Identifying novel phenotypes of vulnerability and resistance to activity-based anorexia in adolescent female rats

Abstract

Objective: Activity-based anorexia is a translational rodent model that results in severe weight loss, hyperactivity, and voluntary self-starvation. The goal of our investigation was to identify vulnerable and resistant phenotypes of activity-based anorexia in adolescent female rats.

Method: Sprague-Dawley rats were maintained under conditions of restricted access to food (N = 64; or unlimited access, N = 16) until experimental exit, predefined as a target weight loss of 30-35% or meeting predefined criteria for animal health. Nonlinear mixed effects statistical modeling was used to describe wheel running behavior, time to event analysis was used to assess experimental exit, and a regressive partitioning algorithm was used to classify phenotypes.

Results: Objective criteria were identified for distinguishing novel phenotypes of activity-based anorexia, including a vulnerable phenotype that conferred maximal hyperactivity, minimal food intake, and the shortest time to experimental exit, and a resistant phenotype that conferred minimal activity and the longest time to experimental exit.

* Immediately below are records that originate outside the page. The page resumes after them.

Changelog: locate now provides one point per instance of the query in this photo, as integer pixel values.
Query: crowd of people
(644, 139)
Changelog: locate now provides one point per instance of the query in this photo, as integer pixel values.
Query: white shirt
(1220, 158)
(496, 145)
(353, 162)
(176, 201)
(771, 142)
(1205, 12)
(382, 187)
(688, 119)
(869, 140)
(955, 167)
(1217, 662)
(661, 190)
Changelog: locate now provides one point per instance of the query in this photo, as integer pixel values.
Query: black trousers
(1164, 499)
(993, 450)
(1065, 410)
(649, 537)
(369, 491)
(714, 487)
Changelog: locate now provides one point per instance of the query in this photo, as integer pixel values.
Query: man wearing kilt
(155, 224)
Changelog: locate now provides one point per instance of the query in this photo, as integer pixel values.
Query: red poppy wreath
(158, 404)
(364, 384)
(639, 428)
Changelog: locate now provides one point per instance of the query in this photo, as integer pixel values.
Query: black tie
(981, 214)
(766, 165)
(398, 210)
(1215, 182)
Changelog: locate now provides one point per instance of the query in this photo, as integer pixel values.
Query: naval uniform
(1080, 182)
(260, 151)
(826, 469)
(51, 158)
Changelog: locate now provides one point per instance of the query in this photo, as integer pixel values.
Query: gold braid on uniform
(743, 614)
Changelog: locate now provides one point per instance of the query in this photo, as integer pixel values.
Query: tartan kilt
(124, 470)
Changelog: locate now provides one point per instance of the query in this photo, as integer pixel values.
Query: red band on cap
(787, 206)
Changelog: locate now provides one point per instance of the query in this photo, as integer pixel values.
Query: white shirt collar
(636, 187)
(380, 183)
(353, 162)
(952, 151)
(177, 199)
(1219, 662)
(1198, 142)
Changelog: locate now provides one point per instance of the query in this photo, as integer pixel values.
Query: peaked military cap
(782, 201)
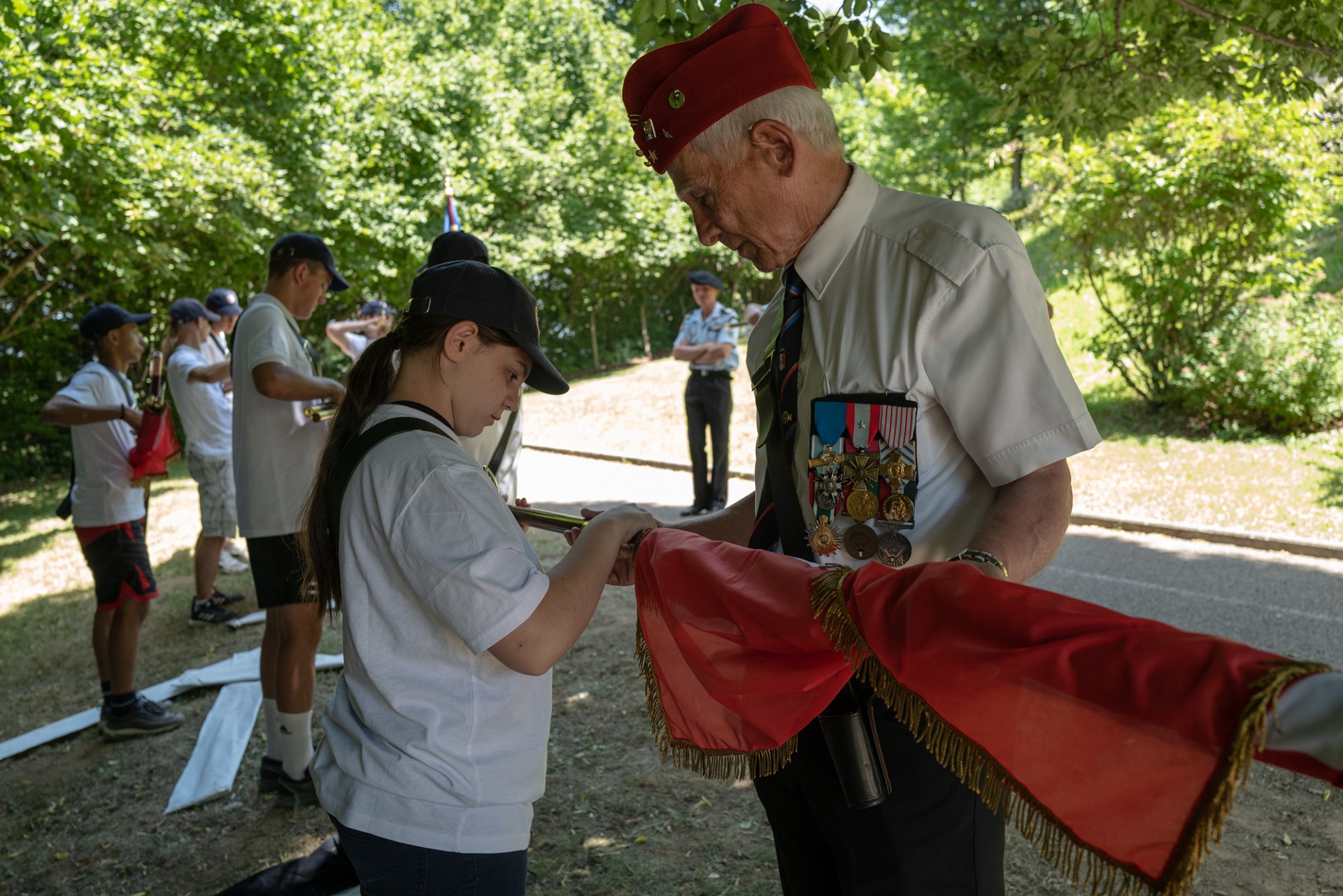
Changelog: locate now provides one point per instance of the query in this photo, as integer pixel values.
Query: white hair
(802, 109)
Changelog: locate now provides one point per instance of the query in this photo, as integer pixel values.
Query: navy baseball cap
(311, 249)
(188, 309)
(223, 303)
(484, 294)
(457, 246)
(705, 278)
(106, 318)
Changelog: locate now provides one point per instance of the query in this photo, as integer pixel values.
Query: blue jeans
(388, 868)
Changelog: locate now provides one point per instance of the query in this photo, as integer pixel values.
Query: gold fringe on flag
(1081, 864)
(718, 765)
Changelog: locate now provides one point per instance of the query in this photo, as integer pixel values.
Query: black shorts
(118, 559)
(277, 570)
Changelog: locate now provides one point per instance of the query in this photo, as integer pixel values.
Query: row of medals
(833, 469)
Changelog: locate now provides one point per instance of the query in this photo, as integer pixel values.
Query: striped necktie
(788, 353)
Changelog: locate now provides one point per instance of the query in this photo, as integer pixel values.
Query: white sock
(271, 728)
(296, 742)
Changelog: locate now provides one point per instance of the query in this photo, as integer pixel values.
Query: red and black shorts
(120, 562)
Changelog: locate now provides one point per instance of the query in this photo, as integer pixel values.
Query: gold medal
(896, 471)
(860, 541)
(861, 469)
(861, 506)
(823, 538)
(897, 508)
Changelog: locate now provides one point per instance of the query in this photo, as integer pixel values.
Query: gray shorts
(218, 503)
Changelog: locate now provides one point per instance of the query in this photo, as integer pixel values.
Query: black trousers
(708, 404)
(931, 836)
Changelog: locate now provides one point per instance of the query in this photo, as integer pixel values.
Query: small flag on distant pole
(450, 218)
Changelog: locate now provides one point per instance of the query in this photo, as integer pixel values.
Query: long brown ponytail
(367, 386)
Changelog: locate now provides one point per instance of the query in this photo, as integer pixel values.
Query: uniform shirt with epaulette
(719, 327)
(927, 328)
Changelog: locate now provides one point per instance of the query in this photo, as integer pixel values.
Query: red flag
(1116, 744)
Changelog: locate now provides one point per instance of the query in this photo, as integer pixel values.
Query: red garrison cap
(676, 93)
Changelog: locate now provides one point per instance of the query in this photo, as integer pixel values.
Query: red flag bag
(156, 443)
(1115, 744)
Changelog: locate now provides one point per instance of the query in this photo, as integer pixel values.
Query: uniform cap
(188, 309)
(223, 301)
(484, 294)
(676, 93)
(705, 278)
(311, 249)
(106, 318)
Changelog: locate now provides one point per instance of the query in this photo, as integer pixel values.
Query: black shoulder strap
(497, 458)
(355, 452)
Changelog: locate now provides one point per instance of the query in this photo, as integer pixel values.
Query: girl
(436, 734)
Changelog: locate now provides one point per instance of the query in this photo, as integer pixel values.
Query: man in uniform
(914, 401)
(500, 446)
(99, 405)
(708, 341)
(276, 455)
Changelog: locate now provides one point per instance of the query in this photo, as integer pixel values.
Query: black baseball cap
(457, 246)
(106, 318)
(705, 278)
(312, 249)
(223, 303)
(484, 294)
(188, 309)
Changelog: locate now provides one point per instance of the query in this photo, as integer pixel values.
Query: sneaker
(144, 718)
(229, 564)
(269, 779)
(219, 597)
(296, 793)
(211, 610)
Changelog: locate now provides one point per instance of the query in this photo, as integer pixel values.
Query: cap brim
(543, 378)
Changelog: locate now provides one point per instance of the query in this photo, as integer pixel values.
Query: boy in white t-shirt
(109, 513)
(208, 420)
(276, 450)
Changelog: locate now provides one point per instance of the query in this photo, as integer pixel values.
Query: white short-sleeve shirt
(935, 300)
(276, 446)
(432, 741)
(102, 493)
(206, 414)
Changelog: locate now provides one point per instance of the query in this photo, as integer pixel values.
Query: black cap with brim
(106, 318)
(490, 297)
(705, 278)
(313, 249)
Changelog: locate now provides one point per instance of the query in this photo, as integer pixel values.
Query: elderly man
(914, 401)
(708, 340)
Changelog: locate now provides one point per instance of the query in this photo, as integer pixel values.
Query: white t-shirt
(937, 300)
(276, 448)
(102, 493)
(432, 741)
(483, 449)
(206, 414)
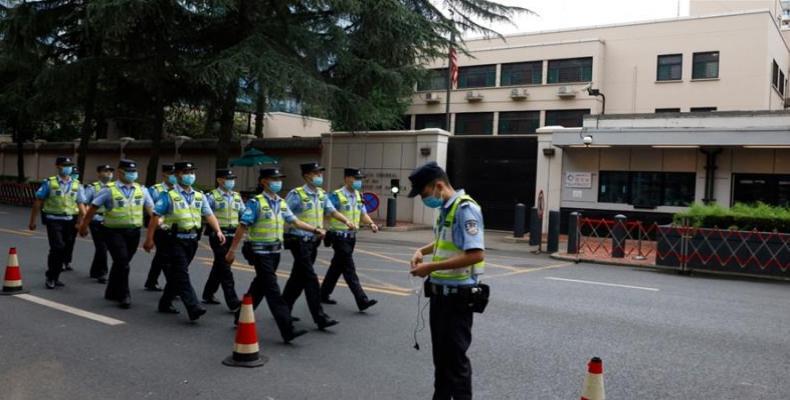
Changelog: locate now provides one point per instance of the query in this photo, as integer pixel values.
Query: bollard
(392, 211)
(519, 218)
(553, 244)
(573, 232)
(535, 228)
(618, 236)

Discussion: The identification of objective criteria for defining vulnerable and resistant phenotypes of activity-based anorexia in adolescent female rats provides an important framework for studying the neural mechanisms that promote vulnerability to or protection against the development of self-starvation and hyperactivity during adolescence. Ultimately, future studies using these novel phenotypes may provide important translational insights into the mechanisms that promote these maladaptive behaviors characteristic of anorexia nervosa.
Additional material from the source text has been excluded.